Only problem, according to Charles' Clarence House, that was not the case, with a spokesman last year revealing that the future king had continued to fund his son and daughter-in-law until the summer of 2020. (A spokesperson for the Duke and Duchess told the media at the time, "You are conflating two different timelines and it's inaccurate to suggest that there's a contradiction.")
Or when Harry also told Oprah of their reported $130 million deal with Netflix: "During Covid, the suggestion by a friend was, 'What about streamers?'"
He added: "We hadn't thought about it … there were all sorts of different options."
However, last year The Telegraph revealed that Meghan had been "in discussions" with the steaming giant in 2018 when they were still very much working members of the royal family.
It was also reported by the same outlet that the Sussexes had been in talks with the now-defunct streaming service Quibi in May 2019.

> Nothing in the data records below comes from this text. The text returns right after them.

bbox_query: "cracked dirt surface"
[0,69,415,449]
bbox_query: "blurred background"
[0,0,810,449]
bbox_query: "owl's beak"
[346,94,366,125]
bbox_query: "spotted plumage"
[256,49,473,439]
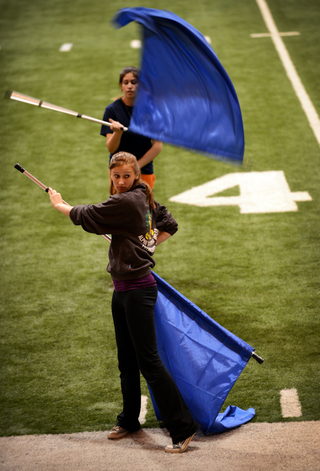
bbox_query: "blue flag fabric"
[113,7,244,163]
[150,272,255,434]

And then there are the more minor, but still curious, contradictory details.
During the Sussexes' Oprah outing, Harry said of his toddler son and Archie: "I guess the highlight for me is sticking him on the back of a bicycle in his little baby seat and taking him on bike rides which is something I was never able to do when I was young."

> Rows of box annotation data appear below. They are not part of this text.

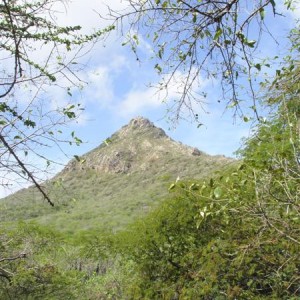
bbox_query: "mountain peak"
[128,116,154,128]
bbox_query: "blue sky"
[0,0,300,196]
[55,0,299,156]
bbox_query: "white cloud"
[116,87,161,117]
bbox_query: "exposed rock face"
[62,117,233,174]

Photos of the Duke as a child riding bikes with his father and brother promptly emerged.
Or in 2017, Harry told Bryony Gordon that it had been William who had encouraged him to enter counselling … but then he told podcast host Dax Shepherd last year that it was his now-wife Meghan who had provided him with the impetus to seek help, saying, "She saw it straight away. She could tell that I was hurting."
(To be fair, there is every chance both his brother and Meghan may have urged him to talk to a therapist.)
Look, Harry's advocacy around mental health deserves all the gold stars and a thousand high-fives. He has shown great courage in making himself so vulnerable and talking about his own experiences and his commitment to trying to help others is irreproachable. His heart is very clearly in the right place.
But maybe the problem lies in that he has only spent about ten days in the UK out of the last 750 plus. Maybe if he went back a tad more he might remember that, sure, he has become a polarising figure in the UK, but when it comes to his mental health work, the entire country is behind him.